La Prensa Gráfica – Por José Afane – 10 DE JUNIO DE 2024

En Brasil abundan las demandas millonarias contra el glifosato. En El Salvador, se prohibió su uso en 2013, pero, posteriormente, se volvió a permitir.

En mayo del año pasado, “The Food Tech” publicó un artículo sobre el uso y abuso de glifosato en El Salvador; un agroquímico herbicida, de amplio espectro y venta libre en el país. El artículo levanta bandera por la falta de regulación de lo que es un “agrotóxico” nocivo para la salud, provocando cáncer en 1 por cada 100 mil salvadoreños.

El glifosato fue comercializado por primera vez en la década de los setenta, por la compañía Monsanto, con el nombre de Round Up. Luego en 2018, la empresa alemana Bayer adquirió la planta de Monsanto, y ahora es el herbicida más utilizado en el mundo. Como consecuencia, el año pasado, a Monsanto le tocó pagar $9,000 millones para resolver 125,000 demandas de afectados por glifosato.

La Unión Europea recientemente prohibió la importación del café de Brasil, luego de encontrar niveles tóxicos de glifosato. Autoridades de salud europeas han señalado al glifosato como causante de cuatro tipos de cáncer: hepático, de páncreas, de riñón y linfático. En julio, 2019, la federación internacional de ginecología y obstetricia recomendó la prohibición global de esta sustancia, pues además provoca abortos.

El centro internacional de investigaciones sobre el cáncer, de la OMS, también declaró la sustancia activa del glifosato como causante de cáncer. Ante estos nocivos señalamientos, México se comprometió (en 2021) a una prohibición progresiva hasta la prohibición total a partir del 31 de marzo recién pasado. En Brasil abundan las demandas millonarias contra el glifosato. En El Salvador, se prohibió su uso en 2013, pero, posteriormente, se volvió a permitir.
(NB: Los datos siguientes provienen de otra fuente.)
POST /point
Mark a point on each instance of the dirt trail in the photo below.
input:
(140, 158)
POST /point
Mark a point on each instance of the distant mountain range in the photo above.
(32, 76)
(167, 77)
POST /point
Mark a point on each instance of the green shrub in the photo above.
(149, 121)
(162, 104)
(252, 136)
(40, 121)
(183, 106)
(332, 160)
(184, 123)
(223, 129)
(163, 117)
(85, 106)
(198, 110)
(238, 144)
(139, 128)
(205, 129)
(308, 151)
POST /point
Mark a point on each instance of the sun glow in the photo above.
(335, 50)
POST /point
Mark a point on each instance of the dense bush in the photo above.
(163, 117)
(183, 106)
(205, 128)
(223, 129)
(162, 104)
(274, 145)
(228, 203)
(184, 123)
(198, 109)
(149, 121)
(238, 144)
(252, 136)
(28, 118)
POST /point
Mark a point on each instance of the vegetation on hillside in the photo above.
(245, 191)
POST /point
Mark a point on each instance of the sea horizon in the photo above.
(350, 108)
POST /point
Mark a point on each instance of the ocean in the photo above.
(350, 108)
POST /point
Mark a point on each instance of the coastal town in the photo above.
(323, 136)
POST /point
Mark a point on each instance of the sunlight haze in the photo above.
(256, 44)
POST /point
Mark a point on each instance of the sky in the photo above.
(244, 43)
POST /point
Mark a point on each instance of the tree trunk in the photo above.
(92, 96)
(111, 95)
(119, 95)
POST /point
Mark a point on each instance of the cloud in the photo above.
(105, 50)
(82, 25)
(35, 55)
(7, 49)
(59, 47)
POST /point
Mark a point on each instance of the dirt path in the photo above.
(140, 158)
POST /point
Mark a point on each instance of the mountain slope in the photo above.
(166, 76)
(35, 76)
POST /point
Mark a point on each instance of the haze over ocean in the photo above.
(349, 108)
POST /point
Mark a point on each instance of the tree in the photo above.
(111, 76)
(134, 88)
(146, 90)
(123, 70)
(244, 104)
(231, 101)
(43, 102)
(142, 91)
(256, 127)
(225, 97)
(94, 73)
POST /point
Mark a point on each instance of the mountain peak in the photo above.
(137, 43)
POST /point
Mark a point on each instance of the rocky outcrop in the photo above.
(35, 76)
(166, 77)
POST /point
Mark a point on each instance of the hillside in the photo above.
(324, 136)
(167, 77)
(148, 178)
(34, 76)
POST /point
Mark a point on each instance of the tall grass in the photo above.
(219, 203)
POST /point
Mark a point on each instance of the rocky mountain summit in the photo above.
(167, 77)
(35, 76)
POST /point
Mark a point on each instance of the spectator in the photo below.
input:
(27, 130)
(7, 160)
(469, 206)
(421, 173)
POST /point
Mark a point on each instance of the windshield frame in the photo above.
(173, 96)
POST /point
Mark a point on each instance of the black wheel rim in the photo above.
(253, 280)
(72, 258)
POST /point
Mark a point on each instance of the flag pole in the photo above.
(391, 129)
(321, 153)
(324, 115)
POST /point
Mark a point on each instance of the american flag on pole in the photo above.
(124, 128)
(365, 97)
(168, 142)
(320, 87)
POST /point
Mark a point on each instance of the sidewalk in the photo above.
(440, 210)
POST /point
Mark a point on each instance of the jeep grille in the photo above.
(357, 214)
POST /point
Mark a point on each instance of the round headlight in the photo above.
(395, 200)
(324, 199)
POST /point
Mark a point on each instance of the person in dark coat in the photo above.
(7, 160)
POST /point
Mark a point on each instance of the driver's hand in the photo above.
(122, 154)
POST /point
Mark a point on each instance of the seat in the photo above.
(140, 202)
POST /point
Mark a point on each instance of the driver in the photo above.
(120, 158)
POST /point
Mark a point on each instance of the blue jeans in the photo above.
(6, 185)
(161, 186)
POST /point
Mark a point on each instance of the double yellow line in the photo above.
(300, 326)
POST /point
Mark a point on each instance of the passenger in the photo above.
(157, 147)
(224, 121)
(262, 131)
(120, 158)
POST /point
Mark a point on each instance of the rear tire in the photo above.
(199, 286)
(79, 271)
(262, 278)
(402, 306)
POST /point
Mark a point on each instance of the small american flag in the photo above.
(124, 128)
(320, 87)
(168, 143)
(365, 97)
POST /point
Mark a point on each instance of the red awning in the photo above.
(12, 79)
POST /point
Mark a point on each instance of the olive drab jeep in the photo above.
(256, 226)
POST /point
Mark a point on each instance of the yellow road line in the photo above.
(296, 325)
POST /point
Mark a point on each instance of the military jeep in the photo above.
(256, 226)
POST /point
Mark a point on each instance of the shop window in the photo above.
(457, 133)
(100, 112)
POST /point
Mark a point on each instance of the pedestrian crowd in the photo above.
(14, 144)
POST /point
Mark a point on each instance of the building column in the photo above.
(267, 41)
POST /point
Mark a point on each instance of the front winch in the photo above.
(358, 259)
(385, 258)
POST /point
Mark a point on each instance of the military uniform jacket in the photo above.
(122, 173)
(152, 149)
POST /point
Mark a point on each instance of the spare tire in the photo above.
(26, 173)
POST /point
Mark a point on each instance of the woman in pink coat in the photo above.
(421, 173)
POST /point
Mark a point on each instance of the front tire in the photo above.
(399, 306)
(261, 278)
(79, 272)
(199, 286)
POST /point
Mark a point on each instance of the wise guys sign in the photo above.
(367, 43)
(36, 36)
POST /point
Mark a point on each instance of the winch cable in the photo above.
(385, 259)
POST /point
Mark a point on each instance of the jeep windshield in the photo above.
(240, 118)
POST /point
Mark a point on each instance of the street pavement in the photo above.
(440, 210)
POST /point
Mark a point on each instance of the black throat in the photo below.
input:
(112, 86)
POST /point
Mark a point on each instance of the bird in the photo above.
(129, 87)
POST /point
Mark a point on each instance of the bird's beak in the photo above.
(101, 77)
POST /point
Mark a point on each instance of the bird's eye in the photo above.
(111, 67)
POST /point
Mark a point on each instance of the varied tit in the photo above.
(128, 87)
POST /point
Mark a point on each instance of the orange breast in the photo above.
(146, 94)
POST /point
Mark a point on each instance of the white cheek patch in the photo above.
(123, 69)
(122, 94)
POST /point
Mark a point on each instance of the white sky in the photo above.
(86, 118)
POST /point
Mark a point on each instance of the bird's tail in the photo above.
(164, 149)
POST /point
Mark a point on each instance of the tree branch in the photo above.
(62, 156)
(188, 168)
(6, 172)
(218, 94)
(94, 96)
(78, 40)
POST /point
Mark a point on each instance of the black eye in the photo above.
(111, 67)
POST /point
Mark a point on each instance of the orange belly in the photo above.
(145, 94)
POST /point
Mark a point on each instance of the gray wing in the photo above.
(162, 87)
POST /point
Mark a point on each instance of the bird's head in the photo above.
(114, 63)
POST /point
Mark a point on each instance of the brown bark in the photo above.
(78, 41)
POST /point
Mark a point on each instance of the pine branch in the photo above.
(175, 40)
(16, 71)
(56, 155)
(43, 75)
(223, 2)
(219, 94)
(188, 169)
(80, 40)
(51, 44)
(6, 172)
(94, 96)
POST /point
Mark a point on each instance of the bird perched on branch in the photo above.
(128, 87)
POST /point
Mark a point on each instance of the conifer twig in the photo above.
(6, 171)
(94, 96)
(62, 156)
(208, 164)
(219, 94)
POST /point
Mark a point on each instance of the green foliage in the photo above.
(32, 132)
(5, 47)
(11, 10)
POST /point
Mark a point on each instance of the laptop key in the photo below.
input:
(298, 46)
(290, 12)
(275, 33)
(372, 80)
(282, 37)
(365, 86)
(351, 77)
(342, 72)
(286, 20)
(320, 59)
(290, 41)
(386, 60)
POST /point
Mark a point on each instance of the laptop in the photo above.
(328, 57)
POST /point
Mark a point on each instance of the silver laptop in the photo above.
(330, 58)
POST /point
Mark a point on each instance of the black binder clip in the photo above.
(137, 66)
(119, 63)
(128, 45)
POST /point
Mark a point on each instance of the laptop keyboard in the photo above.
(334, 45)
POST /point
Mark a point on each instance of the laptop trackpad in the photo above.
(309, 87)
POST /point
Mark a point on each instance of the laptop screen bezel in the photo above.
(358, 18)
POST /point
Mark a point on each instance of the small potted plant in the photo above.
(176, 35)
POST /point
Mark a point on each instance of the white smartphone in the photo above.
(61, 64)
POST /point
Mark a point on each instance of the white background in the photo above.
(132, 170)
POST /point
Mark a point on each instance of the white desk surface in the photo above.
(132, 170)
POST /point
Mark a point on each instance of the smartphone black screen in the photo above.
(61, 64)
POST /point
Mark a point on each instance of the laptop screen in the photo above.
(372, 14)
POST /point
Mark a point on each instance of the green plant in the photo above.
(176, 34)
Terrible la historia de un agricultor salvadoreño, productor de chile verde. Después de fumigar con glifosato su siembra, para neutralizar una plaga de gusanos, le encargaron toda su cosecha y no le quedó de otra que entregar los chiles fumigados. Cientos de salvadoreños somos víctimas de fibromialgias, intolerancia a los alimentos, o síntomas digestivos que no logramos controlar. Si a usted le fue mal con la comida del restaurante, lo más seguro es que los vegetales tenían glifosato. Para complicar el panorama, al igual que otros insecticidas, también se lleva de encuentro insectos necesarios en el ecosistema, abejas para polinización, mariposas, arácnidos, aves, e inclusive peces, al filtrarse su efecto nocivo a ríos, mares y lagos.
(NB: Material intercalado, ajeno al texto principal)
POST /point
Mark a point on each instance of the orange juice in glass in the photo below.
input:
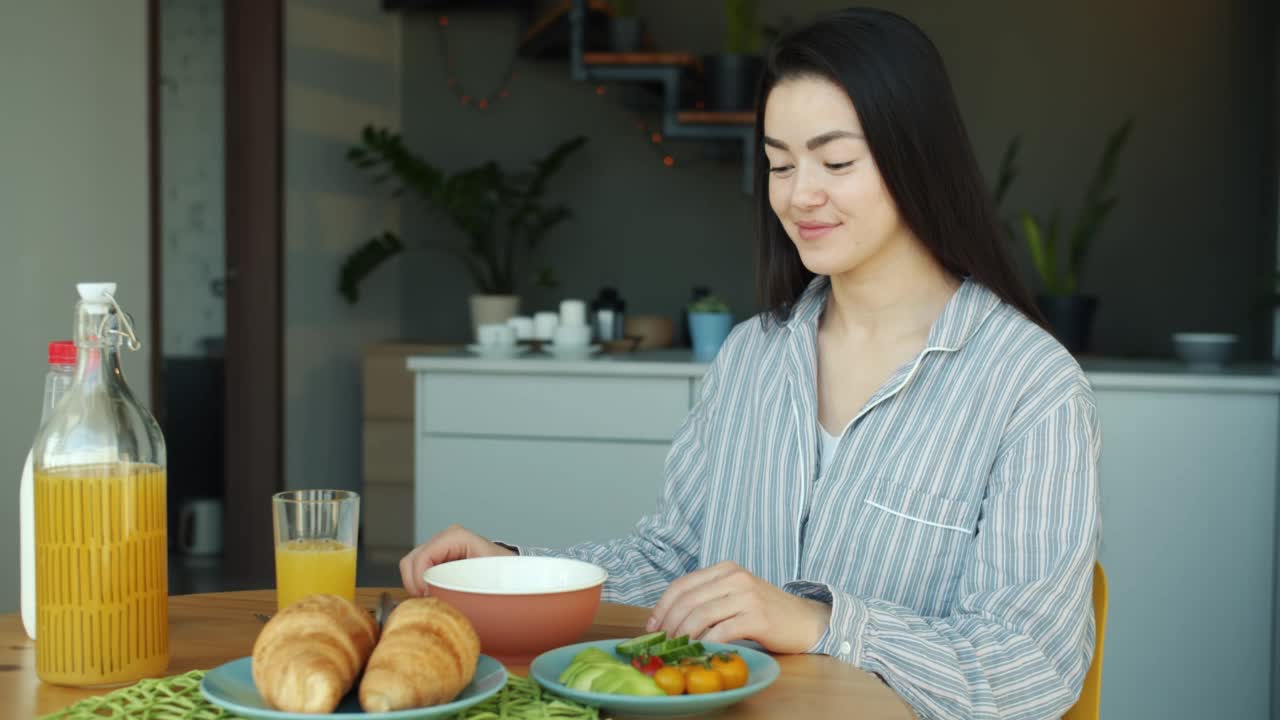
(315, 543)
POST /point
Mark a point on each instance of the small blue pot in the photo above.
(708, 332)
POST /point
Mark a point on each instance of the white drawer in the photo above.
(553, 406)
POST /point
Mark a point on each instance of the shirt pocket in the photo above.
(923, 507)
(922, 540)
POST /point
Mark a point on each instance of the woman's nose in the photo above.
(808, 191)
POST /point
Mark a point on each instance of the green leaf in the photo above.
(1097, 204)
(359, 265)
(1051, 253)
(1036, 244)
(499, 214)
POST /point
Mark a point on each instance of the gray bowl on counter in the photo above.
(1205, 351)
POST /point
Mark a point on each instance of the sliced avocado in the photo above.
(635, 646)
(593, 655)
(589, 677)
(639, 684)
(574, 670)
(611, 679)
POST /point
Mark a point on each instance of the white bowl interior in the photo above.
(515, 575)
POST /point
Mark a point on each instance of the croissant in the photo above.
(426, 655)
(309, 655)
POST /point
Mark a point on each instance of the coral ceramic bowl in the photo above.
(521, 606)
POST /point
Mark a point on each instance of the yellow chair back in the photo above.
(1091, 696)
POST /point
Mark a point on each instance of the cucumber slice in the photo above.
(640, 645)
(661, 650)
(681, 652)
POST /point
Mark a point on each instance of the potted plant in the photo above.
(709, 324)
(502, 217)
(1059, 260)
(734, 73)
(625, 27)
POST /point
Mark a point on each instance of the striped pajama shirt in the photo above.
(954, 534)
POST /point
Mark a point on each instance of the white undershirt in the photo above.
(827, 443)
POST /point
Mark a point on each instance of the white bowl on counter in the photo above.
(1206, 351)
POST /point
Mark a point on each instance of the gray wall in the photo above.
(342, 69)
(1188, 247)
(73, 196)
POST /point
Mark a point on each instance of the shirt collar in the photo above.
(961, 317)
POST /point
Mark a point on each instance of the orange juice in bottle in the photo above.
(101, 542)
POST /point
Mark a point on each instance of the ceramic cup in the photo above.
(497, 335)
(544, 324)
(572, 336)
(572, 313)
(524, 327)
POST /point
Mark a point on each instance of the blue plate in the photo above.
(549, 665)
(231, 687)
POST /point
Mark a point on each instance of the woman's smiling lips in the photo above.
(813, 231)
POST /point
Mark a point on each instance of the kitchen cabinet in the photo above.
(540, 451)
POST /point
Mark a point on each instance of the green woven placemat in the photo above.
(178, 698)
(164, 698)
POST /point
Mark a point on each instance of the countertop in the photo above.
(1105, 373)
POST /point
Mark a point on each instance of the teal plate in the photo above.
(232, 688)
(548, 666)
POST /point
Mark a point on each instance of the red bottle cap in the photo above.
(62, 352)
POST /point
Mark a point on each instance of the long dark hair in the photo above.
(897, 82)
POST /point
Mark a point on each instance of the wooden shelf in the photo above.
(712, 118)
(631, 59)
(548, 35)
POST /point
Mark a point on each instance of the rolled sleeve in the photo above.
(1020, 637)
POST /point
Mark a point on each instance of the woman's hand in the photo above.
(452, 543)
(725, 604)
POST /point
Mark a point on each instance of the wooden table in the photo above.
(206, 630)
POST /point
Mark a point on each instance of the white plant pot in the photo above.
(488, 309)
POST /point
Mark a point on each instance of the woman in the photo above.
(896, 465)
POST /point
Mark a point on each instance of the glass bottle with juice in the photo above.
(101, 537)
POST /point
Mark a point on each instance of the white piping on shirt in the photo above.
(945, 527)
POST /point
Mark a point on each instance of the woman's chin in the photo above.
(822, 264)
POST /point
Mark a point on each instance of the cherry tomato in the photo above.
(704, 680)
(732, 669)
(670, 679)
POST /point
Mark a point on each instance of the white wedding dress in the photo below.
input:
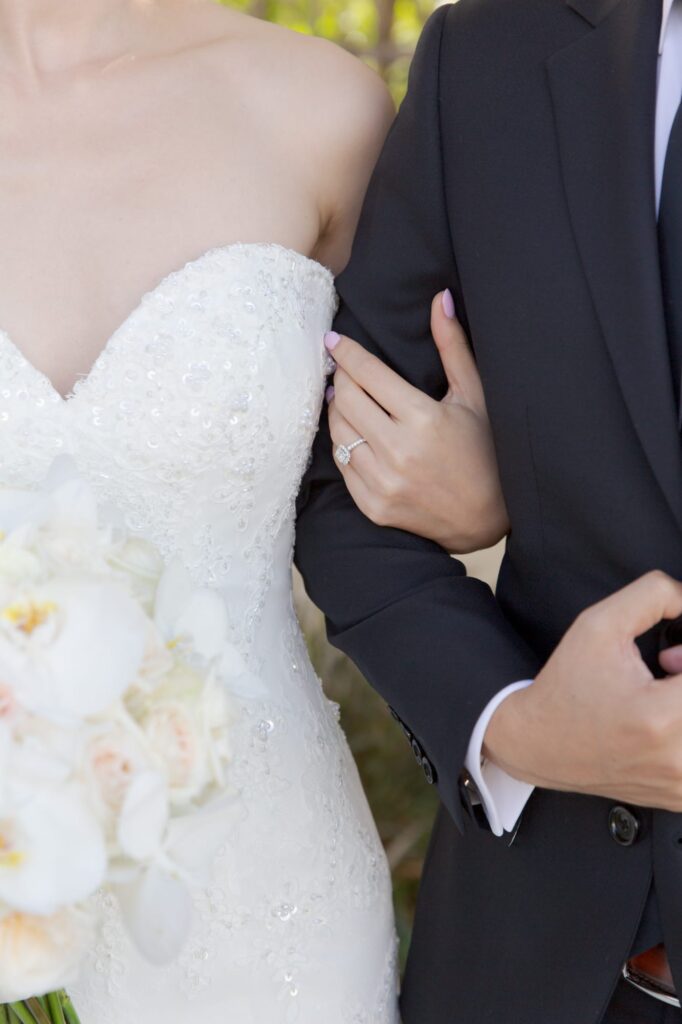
(197, 422)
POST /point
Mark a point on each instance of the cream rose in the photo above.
(41, 954)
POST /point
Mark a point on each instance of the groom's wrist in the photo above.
(508, 741)
(502, 797)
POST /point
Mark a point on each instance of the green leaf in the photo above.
(69, 1010)
(56, 1013)
(36, 1008)
(22, 1013)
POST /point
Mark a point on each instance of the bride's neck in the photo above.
(39, 37)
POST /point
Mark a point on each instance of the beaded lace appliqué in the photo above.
(196, 423)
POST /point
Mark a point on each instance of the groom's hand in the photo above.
(596, 721)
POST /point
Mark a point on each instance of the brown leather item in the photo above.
(650, 971)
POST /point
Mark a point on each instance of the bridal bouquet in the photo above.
(114, 740)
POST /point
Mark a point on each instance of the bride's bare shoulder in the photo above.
(323, 86)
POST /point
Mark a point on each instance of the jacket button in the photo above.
(623, 825)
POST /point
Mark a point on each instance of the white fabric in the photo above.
(503, 797)
(196, 423)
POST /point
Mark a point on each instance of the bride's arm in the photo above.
(428, 467)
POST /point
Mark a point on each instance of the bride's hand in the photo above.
(428, 467)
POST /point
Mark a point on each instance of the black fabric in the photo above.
(629, 1006)
(520, 174)
(670, 237)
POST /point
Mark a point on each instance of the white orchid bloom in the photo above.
(157, 910)
(143, 818)
(71, 648)
(51, 849)
(184, 612)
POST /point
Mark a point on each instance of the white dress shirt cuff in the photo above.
(503, 798)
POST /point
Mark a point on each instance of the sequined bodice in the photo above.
(196, 425)
(198, 417)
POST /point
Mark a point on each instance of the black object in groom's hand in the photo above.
(520, 174)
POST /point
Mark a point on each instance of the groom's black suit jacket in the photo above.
(520, 174)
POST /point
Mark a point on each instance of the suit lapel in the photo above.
(603, 91)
Cuando los pueblos se están envenenando por los alimentos que consumen, por principio, las autoridades correspondientes no pueden quedarse de brazos cruzados. La agroindustria utiliza este veneno en los monocultivos para exterminar “malezas”. Pero estos cultivos en contacto con el glifosato, además de diversos tipos de cáncer, generan encefalopatías, autismo, párkinson, malformaciones y, además, afectan el sistema endocrino, inmune, digestivo, renal y nervioso. ¿Hasta cuándo continuaremos envenenándonos?